The pair hope that over time, ecologically sustainable clothing manufacturing will become the norm, with employees treated well and sharing handsomely in the profits of businesses to which they contribute.
The warehouse location has been narrowed down to a handful of sites within a 45-minute drive from Ho Chi Minh City, where head seamstress Suong Thi Ngoc Nguyen (known as Men) lives with her two daughters.
Janelle said the transition to manager would be a significant shift for Men, whose hard work and dedication could be credited for much of the fashion business’s escalating success.
“She’s very hands-on at the moment,”
“A bit too hands on.
“We pay her really well, but I still think she works too hard.
“She’ll sit up until midnight sewing for us, no matter what we tell her … we tell her to slow down, there’s no rush, take your time.”
Janelle said Men would take more of a leadership role in identifying and assessing samples for potential use while new seamstresses would be hired to make the garments under Men’s guidance and oversight.
The Travelling Kimono partnership has Janelle and Nicki sharing the care of Janelle’s three children and the pair’s business duties as they accelerate its growth.
Nicki said the model used by most largescale manufacturers was unsustainable for people and the planet.
“You walk into Kmart, and you think, ‘How can this T-shirt be $2? Are you even paying your staff?’ Fabric costs more than that,” she said.
She said research over decades had shown how badly garment workers were treated at sweatshops around the world, particularly in India, Pakistan and China.
“Is that person’s life really worth (as little as) a $5 T-shirt?” she said.
“People need to make conscious choices, to vote with their dollars.”
She said garment manufacturers’ lives mattered.
“It’s not about pumping out garments for the sake of pumping out garments,” she said.
“It’s about making timeless garments, quality garments that last and bring value to the workers.”

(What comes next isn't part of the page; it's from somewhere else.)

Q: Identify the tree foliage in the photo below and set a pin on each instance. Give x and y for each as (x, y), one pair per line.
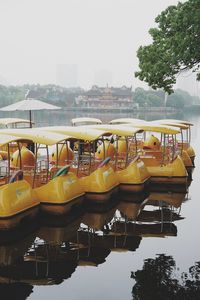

Nicki said while she believed sustainability was a journey, not an end point, taking steps towards it within a business should be “the normal”.
“With things like what we’re doing, it is driving change,” she said.
“It’s like a chain reaction. We want to help other brands in the warehouse too. It essentially opens the door.” Janelle and Nicki’s story shows how powerful creativity, passion and an honest purpose can be. I hope it inspires readers to connect with their beliefs and consider how our purchasing decisions can make the world a better place – Nicky Moffat.
“IT’S ABOUT MAKING TIMELESS GARMENTS, QUALITY GARMENTS THAT LAST AND BRING VALUE TO THE WORKERS.”